De acordo com a resolução, é dever das companhias aéreas assegurar o movimento de pessoas portadoras de deficiência ou com mobilidade reduzida entre as aeronaves e o terminal. "As empresas deverão oferecer veículos equipados com elevadores ou outros dispositivos apropriados para efetuar o embarque e desembarque nos aeroportos que não disponham de pontes de embarque, ou quando a aeronave estacionar em posição remota", diz a norma. Além disso, as empresas devem ter funcionários capacitados para atender, acompanhar e acomodar nos assentos os passageiros que necessitam de assistência especial.

À Empresa Brasileira de Infra-Estrutura Aeroportuária (Infraero) cabe a responsabilidade de delimitar áreas específicas para o desembarque e embarque de passageiros portadores de deficiência e reservar pelo menos 2% do total de vagas nos estacionamentos.

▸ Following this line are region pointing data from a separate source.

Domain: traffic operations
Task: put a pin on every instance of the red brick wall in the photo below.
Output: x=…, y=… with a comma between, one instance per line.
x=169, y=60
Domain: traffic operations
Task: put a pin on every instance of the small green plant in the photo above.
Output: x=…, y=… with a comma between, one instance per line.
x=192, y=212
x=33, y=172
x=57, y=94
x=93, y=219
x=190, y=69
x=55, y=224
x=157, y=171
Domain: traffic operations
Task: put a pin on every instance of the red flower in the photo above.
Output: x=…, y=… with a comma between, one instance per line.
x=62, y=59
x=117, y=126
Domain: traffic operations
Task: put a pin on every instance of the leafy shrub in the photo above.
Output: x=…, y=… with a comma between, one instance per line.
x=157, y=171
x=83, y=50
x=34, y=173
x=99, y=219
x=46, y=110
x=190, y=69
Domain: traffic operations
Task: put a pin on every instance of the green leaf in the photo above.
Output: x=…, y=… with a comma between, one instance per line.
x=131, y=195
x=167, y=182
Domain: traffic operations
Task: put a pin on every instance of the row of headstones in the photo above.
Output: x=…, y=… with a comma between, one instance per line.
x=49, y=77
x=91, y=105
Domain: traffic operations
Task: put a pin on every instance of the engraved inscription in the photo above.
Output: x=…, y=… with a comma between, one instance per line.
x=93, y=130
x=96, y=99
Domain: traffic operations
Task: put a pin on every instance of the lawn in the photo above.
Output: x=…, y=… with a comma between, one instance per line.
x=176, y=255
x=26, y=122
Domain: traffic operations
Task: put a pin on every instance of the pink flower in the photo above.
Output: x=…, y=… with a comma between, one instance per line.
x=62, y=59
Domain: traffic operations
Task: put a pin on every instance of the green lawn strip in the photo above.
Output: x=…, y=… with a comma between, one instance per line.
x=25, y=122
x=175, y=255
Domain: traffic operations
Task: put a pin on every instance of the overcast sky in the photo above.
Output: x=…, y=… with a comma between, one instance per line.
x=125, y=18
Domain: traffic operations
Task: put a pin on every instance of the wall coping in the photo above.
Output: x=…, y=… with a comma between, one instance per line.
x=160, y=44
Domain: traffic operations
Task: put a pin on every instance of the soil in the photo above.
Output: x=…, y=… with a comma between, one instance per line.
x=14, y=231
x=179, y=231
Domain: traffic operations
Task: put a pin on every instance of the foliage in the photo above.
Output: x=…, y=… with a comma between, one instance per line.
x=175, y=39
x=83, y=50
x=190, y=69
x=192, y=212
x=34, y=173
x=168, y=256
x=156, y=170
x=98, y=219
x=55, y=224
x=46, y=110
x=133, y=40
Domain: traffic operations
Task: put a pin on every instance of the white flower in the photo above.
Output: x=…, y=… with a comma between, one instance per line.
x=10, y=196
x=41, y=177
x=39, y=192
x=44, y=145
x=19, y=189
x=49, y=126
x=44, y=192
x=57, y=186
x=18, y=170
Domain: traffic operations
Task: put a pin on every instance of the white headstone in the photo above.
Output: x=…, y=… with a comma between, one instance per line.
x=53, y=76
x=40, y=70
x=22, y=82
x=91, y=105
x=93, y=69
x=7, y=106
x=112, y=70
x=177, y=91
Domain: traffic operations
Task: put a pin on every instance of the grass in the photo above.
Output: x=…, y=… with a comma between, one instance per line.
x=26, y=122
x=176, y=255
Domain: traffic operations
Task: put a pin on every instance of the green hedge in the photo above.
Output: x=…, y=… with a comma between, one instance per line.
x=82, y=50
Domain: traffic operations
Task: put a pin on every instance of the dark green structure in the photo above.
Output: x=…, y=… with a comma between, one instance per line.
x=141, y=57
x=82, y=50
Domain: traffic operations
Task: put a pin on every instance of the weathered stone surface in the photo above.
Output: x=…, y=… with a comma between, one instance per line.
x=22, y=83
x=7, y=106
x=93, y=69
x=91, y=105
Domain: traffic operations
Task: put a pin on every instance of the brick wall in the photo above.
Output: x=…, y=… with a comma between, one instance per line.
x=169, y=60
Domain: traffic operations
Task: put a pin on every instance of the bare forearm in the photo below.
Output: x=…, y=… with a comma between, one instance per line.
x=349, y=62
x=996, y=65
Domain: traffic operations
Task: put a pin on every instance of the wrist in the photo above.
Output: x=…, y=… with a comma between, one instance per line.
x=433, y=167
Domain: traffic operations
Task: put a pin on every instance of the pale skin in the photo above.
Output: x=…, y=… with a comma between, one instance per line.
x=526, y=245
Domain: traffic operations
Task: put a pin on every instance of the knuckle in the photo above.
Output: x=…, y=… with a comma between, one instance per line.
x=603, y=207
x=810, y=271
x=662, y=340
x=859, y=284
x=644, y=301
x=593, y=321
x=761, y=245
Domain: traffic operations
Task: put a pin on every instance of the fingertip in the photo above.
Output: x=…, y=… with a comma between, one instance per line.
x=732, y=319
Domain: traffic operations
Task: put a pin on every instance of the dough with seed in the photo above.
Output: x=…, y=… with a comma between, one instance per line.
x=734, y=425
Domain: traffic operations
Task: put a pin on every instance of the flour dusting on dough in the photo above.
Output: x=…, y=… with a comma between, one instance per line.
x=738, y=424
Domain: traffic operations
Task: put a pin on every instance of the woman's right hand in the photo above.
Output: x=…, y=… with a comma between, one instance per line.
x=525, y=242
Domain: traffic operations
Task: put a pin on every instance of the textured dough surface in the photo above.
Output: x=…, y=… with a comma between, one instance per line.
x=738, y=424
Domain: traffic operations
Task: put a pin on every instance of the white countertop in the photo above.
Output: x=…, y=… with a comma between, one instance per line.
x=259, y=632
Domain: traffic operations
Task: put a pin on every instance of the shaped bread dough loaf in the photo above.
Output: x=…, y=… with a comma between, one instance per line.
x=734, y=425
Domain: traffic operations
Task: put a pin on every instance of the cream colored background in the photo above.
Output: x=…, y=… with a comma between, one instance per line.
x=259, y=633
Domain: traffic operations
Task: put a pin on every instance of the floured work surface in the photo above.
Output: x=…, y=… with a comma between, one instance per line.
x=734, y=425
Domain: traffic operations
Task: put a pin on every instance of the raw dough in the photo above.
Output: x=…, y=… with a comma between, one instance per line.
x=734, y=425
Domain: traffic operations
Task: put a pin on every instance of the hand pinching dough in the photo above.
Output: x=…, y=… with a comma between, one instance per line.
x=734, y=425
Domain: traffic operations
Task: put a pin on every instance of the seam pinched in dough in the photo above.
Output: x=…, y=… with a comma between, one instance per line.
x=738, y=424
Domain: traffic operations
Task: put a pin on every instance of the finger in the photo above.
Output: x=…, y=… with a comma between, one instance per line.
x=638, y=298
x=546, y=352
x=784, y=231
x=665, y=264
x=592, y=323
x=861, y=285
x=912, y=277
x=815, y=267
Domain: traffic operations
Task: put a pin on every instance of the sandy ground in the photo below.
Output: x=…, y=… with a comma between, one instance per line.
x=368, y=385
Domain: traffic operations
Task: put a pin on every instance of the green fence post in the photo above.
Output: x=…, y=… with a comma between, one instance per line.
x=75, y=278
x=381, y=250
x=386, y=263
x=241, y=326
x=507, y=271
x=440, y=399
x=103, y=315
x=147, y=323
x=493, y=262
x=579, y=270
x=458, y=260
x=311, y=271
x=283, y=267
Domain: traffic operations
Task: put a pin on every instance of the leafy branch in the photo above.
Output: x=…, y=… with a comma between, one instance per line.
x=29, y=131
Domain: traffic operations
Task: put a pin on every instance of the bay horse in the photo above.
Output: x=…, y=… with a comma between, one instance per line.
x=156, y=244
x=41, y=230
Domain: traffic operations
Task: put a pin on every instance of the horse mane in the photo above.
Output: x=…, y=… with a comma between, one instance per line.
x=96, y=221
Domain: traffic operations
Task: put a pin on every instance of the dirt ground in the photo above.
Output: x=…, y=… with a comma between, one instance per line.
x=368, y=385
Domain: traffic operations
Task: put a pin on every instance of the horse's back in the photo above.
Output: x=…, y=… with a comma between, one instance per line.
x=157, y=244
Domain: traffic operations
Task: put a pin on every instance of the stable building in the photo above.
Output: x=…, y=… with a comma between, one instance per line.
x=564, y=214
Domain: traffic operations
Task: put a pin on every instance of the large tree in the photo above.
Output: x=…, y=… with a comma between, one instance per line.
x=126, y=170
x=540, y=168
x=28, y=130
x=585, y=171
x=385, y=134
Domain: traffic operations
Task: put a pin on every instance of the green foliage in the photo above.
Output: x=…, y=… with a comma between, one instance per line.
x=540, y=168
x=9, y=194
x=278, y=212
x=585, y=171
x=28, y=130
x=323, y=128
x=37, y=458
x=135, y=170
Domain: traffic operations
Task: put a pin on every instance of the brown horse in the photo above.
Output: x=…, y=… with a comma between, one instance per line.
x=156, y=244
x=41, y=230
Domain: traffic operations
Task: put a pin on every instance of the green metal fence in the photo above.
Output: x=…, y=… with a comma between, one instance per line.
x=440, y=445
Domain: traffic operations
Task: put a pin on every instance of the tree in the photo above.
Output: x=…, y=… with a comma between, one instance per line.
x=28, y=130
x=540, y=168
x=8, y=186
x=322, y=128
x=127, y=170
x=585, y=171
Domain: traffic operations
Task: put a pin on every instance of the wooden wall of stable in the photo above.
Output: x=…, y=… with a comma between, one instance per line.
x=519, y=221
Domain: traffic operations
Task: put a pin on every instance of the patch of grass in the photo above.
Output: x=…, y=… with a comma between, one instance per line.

Elevadores. A Infraero afirma que a prática comum dos aeroportos é de tentar organizar o desembarque para que os aviões que possuem passageiros com deficiência física utilizem as pontes de desembarque e evitem o uso dos elevadores. Mesmo assim, a empresa disponibiliza elevadores especiais - os ambulifts -, que podem ser utilizados pelas companhias. A empresa possui, no entanto, apenas quatro elevadores, espalhados pelos maiores aeroportos do País: Guarulhos e Congonhas em São Paulo, Galeão, no Rio, e Brasília.

Procuradas, as principais companhias aéreas disseram possuir equipamentos suficientes para o transporte dos deficientes. A TAM diz ter ambulifts em Guarulhos e Congonhas e cadeiras motorizadas nos outros aeroportos. AGol, por sua vez, afirmou que 60 cadeiras facilitam a subida e a descida dos passageiros cadeirantes nos aeroportos. Já a Azul disse ter quatro ambulifts - dois em Viracopos , um em Confins e um que entrará em serviço no Galeão neste semestre. Ainda de acordo com a empresa, 12 cadeiras robóticas atendem os demais aeroportos.

Segundo a Anac, o número de pessoas que solicitaram atendimento especial entre 2009 e 2011 estava em torno 2,7% - a maioria eram menores desacompanhados, crianças de colo, idosos e gestantes.